Törökul

En la densidad de la noche, las luces de Uth irradiaban su reflejo sobre la quietud del mar de Aral, provocando una suerte de espejo que centelleaba inconstante en las aguas.

En una colina con vistas a la ciudad, alrededor de una fogata, seis hombres sentados con las piernas cruzadas compartían pinchos o shashliks, pasándose unos a otros pedazos de cordero asado al fuego, haciendo circular pellejos de kumi, los primeros de la estación primaveral, cuando las yeguas tenían abundante leche para los potros.

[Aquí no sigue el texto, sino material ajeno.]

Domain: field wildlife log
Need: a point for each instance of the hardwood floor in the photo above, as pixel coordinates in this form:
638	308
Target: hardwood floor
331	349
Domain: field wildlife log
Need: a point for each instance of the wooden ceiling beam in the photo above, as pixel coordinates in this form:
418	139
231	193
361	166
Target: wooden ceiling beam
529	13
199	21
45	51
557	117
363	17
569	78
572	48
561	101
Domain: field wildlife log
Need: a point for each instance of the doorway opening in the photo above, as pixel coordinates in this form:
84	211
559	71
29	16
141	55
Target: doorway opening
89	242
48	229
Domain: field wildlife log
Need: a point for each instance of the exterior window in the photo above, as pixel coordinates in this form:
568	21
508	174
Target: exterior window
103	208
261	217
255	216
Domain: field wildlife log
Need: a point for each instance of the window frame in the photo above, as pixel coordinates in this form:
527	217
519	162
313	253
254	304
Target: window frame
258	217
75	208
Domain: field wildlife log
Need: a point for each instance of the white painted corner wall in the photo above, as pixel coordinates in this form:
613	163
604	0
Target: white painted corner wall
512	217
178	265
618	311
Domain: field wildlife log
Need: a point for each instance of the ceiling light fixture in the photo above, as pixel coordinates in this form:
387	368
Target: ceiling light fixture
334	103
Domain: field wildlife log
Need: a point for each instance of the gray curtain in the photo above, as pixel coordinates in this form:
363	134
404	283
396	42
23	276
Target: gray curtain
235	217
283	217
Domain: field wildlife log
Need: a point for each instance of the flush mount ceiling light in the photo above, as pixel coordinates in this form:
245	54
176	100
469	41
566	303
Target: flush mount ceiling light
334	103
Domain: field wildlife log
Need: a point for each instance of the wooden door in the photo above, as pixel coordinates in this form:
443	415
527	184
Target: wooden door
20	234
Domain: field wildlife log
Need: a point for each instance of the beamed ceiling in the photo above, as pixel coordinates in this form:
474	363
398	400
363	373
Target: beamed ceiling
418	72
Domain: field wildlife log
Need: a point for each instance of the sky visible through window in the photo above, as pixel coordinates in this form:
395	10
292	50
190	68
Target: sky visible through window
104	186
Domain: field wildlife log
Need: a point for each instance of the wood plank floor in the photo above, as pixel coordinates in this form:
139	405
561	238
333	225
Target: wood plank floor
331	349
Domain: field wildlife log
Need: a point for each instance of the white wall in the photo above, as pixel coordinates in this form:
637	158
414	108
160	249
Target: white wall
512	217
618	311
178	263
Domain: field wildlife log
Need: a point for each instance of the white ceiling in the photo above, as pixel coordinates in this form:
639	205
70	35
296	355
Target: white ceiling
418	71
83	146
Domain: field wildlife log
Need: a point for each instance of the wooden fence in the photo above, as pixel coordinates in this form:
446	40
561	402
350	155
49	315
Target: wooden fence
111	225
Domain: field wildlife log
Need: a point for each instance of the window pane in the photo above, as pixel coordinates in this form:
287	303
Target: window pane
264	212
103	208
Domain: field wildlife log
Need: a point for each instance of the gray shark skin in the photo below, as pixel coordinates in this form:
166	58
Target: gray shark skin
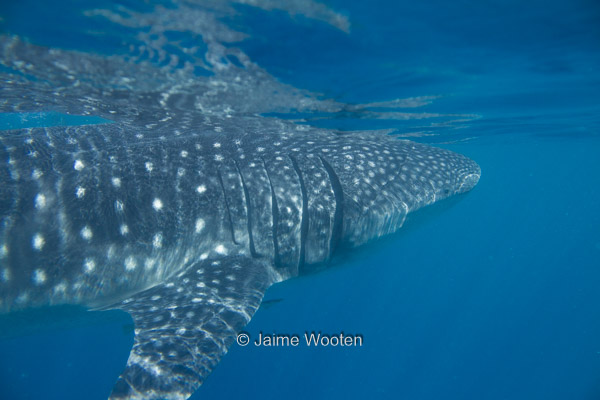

Un conjunto de luces brillaba allí en Uth, en un punto más elevado que el resto. Era una cruz bizantina en el mismo centro de la cúpula que coronaba lo que en otro tiempo fue una mezquita, edificada cinco siglos antes. Durante más de dos décadas había estado allí la cruz. Una ofensa que desde entonces centelleaba en toda la llanura.

Uno de los individuos, y el líder del grupo, se volvió a mirar la ciudad y la mezquita profanada, y luego otra vez a sus hombres, pero no dijo nada. No había, de hecho, nada que decir.

Otro arrojó el pincho de carne al suelo, observando con expresión adusta a su jefe. El líder le sostuvo la mirada un momento y después se estiró a recoger del suelo la brocheta, le quitó buena parte de la tierra adherida y le dio un mordisco, luego bebió un trago largo de su pellejo para digerir el bocado.

El líder se quedó pensativo, considerando el poder que ahora tenía en sus manos: los hombres que podía sumar a su causa con solo una palabra y, más importante aún, con la Espada de Dios escondida en su quebrada. Considerando lo que implicaba reunir a su ejército, y lo que implicaría si perdía. El momento oportuno. Como en tantas otras cosas, todo dependía del momento oportuno.

Sin aviso previo, la cruz sobre la mezquita de Uth parpadeó y se apagó junto a las demás luces de la ciudad. De no ser por las fogatas que aún ardían aquí y allá, entre los edificios, no hubiera sido descabellado pensar que la ciudad había sido borrada de la faz de la Tierra.

El jefe y su banda se pusieron en pie. Los apagones no eran algo inusual en Uth, pero solo una parte de la ciudad era la que se oscurecía cada vez. Esto de ahora sugería un fallo más duradero. Y quizá una oportunidad.

La ciudad reflejada a orillas del mar había desaparecido, tragada por el agua ahora negra.

El jefe observó un instante la ciudad a oscuras, luego alzó la vista al cielo y lanzó un grito de guerra dirigido a los astros.